Mr Harwin said Sorry Day presents the opportunity to have an honest conversation about our past.
“As Minister for Aboriginal Affairs, I am fully committed to addressing the wrongs and improving the lives of Aboriginal people in NSW.”
“Our truth telling brings a shared understanding and the opportunity to heal, so that we can move forward together creating stronger communities.”
The NSW Government has previously dedicated $73 million in response to the Parliamentary Inquiry Report into Stolen Generations Reparations - Unfinished Business. This included the establishment of a Stolen Generations Reparations Scheme, as well as funding to Stolen Generations survivor organisations to support their collective healing work with survivors and descendants.

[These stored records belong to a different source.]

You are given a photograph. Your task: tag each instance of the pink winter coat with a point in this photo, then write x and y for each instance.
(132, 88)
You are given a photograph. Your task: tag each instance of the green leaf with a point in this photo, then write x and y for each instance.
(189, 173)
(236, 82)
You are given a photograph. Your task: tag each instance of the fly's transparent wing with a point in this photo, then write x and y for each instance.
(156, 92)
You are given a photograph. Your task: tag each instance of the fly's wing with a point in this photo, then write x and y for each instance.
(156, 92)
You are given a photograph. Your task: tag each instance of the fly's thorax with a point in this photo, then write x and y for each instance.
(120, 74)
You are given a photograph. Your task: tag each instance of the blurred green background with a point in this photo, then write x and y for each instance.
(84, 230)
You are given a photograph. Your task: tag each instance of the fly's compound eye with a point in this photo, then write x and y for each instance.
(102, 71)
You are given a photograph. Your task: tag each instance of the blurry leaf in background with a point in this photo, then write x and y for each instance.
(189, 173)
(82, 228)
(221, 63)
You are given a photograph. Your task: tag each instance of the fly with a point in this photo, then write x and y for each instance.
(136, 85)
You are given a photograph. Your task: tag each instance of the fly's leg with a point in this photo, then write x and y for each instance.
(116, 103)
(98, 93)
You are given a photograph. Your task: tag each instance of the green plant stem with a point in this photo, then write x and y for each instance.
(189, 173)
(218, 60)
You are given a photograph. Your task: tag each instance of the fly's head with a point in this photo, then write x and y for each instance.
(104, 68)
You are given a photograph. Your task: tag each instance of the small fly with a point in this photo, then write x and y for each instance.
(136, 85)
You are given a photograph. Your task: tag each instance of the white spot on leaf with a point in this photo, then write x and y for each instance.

This week is also National Reconciliation Week. Mr Harwin said this year’s theme –
Grounded in Truth, Walk Together with Courage – encourages us to reflect on how we can all contribute to achieving reconciliation.
“Positive change starts with conversations which lead to the open exchange of ideas and shared understandings,” Mr Harwin said.
All NSW Government buildings will fly the Australian, Aboriginal and Torres Strait Islander Flags during National Sorry Day and National Reconciliation Week inclusive.